Cause-and-Effect Inferences
One of the most powerful type of inferences that researchers can draw is cause-and-effect. This type of inference allows researchers to attribute any group differences to the treatment that was given to the treatment group. For example, in the memorization activity we did in class, a cause-and-effect inference would allow us to attribute the improvement in average score for the familiar chunking group to the familiar chunking. That is, the reason that there is improved scores (the effect) is because of the familiar chunking (the cause).

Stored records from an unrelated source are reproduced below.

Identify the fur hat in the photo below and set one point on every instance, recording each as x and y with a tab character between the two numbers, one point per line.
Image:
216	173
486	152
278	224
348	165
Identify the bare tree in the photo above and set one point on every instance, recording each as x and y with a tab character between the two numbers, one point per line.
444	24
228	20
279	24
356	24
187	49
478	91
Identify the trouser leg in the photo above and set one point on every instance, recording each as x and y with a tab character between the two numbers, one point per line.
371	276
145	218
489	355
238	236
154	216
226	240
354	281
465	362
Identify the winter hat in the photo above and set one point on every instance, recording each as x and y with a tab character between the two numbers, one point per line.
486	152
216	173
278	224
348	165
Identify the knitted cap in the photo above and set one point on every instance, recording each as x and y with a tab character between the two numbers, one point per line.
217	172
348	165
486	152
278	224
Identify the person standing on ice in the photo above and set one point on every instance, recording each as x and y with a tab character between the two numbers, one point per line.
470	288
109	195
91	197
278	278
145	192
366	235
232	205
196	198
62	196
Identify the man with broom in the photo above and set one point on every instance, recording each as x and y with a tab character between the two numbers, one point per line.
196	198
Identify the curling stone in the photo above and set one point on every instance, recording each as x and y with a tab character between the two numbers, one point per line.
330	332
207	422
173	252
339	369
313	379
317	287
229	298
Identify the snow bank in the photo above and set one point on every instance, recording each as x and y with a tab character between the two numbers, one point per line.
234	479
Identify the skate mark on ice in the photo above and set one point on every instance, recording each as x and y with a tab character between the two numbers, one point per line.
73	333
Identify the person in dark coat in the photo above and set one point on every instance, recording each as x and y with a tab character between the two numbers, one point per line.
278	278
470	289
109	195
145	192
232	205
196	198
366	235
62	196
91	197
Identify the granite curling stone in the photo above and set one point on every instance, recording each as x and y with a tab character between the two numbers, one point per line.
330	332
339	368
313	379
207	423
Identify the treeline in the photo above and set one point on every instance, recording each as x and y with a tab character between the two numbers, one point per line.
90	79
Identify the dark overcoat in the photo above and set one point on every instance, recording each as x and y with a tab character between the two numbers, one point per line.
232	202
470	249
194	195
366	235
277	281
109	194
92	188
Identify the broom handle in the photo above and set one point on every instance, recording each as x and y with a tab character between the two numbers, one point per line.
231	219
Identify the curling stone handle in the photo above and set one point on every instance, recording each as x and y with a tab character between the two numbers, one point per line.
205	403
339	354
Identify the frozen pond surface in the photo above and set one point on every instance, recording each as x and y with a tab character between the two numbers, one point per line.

Cause-and-effect inferences are useful in a variety of disciplines. For example, medical researchers may be interested in showing that a drug helps improve people’s health (the cause of improvement is the drug), while educational researchers may be interested in showing a curricular innovation improves students’ learning (the curricular innovation causes improved learning). However, it is often difficult to draw cause-and-effect inferences. To attribute a causal relationship, there are three criteria a researcher needs to establish:
- Temporal Precedence: The cause needs to happen BEFORE the effect.
- Group Difference beyond experimental variation: There needs to be difference between the control and treatment group beyond experimental variation.
- No Plausible Alternative Explanations: ALL other possible explanations for the effect need to be ruled out.
Because of this third criteria, attributing a cause-and-effect relationship is very difficult. (You can read more about each of these criteria at the Web Center for Social Research Methods.)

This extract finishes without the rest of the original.